Still, when I looked at the Obsessed Fest line‑up, I couldn’t ignore the imbalance. Overcompensating was one of the only truly original shows getting much oxygen, apart from Elle, although it already has an existing fanbase of Legally Blonde fans. Most of the excitement was wrapped around adaptations or extensions of worlds that already have readers attached.
We’ve spent years trapped in sequels, reboots and superhero spin‑offs, and this book‑adaptation boom feels like a step up from that in some ways — the stories are coming from authors building huge, mostly female readerships online, not from boardroom‑designed franchises. But it’s hard not to worry about what that does to risk‑taking and new voices that don’t arrive with a giant fandom attached.
There’s also the reality that Prime Video exists under Amazon, which exists under Jeff Bezos. Whatever you think of him, his track record on power, politics and gender isn’t shiny considering he’s spent the last few years getting closer to Donald Trump and the broader ecosystem around him.
Jeff Bezos and his wife Lauren Sanchez at Donald Trump’s innauguration. (Image: Shawn Thew-Pool/Getty Images)

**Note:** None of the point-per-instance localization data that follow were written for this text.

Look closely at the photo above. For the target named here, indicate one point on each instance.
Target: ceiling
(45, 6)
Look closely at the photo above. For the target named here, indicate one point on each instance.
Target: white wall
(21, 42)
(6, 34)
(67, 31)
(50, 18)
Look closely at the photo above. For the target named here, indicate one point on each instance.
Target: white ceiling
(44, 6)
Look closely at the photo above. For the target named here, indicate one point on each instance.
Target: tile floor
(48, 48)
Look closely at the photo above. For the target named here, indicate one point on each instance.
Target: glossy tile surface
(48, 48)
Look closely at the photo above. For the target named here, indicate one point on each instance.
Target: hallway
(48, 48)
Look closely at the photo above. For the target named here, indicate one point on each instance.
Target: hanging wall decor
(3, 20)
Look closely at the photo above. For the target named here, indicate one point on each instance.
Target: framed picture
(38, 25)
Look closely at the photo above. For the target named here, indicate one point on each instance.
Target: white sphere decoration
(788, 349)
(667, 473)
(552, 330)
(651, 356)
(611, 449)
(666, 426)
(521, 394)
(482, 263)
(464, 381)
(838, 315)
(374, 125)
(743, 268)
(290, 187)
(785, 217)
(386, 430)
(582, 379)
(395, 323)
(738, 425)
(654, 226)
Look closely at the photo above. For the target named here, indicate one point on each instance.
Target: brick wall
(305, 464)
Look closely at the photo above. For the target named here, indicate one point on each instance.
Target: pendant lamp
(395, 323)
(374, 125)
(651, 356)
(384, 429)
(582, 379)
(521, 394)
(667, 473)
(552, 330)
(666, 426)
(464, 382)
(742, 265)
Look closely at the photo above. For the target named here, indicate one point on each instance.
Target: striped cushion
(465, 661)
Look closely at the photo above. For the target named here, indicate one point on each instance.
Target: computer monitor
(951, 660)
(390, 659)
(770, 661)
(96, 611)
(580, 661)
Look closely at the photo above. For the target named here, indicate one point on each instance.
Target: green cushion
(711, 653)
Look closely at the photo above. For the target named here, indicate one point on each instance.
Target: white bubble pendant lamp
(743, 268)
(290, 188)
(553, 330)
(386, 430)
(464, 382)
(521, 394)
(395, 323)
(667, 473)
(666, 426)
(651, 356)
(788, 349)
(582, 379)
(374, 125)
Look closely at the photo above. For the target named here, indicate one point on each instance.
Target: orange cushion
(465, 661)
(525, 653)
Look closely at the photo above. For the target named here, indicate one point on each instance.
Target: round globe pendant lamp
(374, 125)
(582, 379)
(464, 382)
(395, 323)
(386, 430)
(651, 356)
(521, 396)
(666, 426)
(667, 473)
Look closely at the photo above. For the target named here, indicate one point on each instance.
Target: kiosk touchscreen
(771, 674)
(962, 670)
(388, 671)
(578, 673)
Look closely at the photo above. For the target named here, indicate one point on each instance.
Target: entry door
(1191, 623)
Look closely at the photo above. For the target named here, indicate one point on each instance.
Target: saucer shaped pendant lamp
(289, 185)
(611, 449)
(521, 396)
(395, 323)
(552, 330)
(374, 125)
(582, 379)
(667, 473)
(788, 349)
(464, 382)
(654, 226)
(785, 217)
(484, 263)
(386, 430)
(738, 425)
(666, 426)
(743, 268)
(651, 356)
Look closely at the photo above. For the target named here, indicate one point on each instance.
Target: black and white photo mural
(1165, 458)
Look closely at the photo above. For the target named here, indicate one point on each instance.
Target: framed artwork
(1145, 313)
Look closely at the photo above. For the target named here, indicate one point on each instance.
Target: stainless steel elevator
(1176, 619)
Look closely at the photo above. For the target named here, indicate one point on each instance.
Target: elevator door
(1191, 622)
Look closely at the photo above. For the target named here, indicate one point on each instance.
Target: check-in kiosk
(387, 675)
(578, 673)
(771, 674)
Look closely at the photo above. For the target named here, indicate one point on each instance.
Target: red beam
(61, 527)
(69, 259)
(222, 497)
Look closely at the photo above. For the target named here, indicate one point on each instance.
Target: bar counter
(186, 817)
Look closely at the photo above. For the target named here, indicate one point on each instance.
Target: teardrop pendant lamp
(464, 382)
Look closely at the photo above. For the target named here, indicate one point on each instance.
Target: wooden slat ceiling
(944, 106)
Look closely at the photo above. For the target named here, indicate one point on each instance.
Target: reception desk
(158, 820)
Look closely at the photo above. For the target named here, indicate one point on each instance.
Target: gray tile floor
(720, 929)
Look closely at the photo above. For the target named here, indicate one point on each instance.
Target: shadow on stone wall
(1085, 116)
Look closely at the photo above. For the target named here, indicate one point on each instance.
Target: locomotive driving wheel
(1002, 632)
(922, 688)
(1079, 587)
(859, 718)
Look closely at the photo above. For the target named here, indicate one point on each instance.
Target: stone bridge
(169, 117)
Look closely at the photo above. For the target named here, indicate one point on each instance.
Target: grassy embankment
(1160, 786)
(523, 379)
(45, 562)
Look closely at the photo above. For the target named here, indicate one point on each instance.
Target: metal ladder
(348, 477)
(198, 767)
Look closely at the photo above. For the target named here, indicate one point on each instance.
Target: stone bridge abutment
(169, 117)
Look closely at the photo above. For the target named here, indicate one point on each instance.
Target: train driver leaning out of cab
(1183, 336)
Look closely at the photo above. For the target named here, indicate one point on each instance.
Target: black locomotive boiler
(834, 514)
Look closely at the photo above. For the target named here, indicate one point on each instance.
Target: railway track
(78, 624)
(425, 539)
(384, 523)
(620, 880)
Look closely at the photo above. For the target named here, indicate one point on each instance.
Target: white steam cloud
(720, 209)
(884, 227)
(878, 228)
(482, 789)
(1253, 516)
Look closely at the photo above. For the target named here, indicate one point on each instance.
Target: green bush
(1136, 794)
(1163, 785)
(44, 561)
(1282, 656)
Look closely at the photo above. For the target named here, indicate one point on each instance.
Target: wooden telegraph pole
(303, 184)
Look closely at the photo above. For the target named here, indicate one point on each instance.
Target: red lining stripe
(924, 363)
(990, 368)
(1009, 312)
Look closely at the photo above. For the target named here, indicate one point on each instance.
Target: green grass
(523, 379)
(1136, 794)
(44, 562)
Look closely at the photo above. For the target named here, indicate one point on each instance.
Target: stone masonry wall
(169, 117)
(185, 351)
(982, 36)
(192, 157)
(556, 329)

So while Hollywood is finally carving out space for stories centred on girls, women and queer communities and taking fangirls, book lovers and Wattpad veterans seriously, some of the money and influence backing all this is still tied up in systems that don’t show up for those same people.

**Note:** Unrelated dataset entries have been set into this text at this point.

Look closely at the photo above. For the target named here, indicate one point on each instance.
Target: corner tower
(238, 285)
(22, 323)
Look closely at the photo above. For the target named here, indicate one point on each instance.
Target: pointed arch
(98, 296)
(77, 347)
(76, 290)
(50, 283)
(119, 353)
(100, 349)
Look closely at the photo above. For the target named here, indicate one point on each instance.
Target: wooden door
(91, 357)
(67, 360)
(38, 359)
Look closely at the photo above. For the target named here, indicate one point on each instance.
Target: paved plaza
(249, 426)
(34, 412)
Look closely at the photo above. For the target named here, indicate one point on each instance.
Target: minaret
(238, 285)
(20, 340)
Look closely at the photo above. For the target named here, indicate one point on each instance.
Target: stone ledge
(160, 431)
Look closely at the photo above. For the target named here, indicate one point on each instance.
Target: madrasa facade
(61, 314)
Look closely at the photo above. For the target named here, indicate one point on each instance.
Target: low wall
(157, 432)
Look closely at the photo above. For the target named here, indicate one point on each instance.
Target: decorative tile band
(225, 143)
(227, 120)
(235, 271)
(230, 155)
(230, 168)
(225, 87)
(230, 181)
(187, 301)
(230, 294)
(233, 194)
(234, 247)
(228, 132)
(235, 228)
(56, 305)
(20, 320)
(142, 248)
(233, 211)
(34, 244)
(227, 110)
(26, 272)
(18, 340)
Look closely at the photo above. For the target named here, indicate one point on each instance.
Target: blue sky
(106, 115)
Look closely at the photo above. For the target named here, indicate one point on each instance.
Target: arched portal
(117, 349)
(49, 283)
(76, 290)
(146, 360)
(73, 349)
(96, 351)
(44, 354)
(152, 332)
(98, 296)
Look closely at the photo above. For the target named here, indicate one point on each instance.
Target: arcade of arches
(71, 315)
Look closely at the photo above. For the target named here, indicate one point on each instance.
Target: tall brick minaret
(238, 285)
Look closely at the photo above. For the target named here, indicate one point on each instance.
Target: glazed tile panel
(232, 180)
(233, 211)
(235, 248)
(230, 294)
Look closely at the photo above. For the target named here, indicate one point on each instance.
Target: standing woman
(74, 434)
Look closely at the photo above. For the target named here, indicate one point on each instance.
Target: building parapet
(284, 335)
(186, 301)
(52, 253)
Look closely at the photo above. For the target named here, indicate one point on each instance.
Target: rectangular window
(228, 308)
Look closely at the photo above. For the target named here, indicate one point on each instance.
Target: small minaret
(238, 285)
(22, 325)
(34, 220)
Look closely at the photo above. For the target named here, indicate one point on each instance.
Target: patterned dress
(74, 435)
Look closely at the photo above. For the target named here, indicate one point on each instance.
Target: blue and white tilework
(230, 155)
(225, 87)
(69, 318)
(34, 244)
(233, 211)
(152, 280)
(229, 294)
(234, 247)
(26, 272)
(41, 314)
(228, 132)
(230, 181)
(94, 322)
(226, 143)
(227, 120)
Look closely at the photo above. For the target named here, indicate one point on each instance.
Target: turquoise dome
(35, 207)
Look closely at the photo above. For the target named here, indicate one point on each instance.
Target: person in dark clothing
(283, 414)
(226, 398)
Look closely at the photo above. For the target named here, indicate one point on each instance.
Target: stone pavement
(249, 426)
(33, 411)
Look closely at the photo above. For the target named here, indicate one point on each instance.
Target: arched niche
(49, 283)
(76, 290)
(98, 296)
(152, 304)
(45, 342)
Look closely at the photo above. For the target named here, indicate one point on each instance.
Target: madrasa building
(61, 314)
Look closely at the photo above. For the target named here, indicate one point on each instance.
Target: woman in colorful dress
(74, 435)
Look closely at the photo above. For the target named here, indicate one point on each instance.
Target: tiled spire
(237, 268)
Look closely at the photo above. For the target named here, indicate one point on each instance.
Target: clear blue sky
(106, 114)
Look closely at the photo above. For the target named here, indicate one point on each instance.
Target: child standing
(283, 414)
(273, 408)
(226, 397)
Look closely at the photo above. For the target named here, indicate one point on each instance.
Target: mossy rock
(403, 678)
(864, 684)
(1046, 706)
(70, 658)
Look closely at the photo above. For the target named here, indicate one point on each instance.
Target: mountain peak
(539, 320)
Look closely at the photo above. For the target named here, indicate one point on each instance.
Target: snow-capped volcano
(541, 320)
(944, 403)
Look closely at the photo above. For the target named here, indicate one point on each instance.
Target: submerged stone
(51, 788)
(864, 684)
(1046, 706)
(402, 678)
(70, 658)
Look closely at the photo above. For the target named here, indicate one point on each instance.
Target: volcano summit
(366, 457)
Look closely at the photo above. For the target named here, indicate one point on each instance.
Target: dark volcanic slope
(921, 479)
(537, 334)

That’s where my brain keeps looping back. I’m genuinely thrilled to see the books I love getting big‑budget adaptations and entire conventions built around them.
I’ve literally watched Off Campus four times (and counting) and will be there watching Yesteryear, The Summer I Turned Pretty movie and Red, White & Royal Wedding with the rest of BookTok, because these stories absolutely do matter to me.
But I’m also sitting with the uncomfortable question of whether, by pouring our time, money and attention into this ecosystem, we’re strengthening a machine that ultimately doesn’t answer to us or to the communities whose stories it’s now so keen to sell back to us.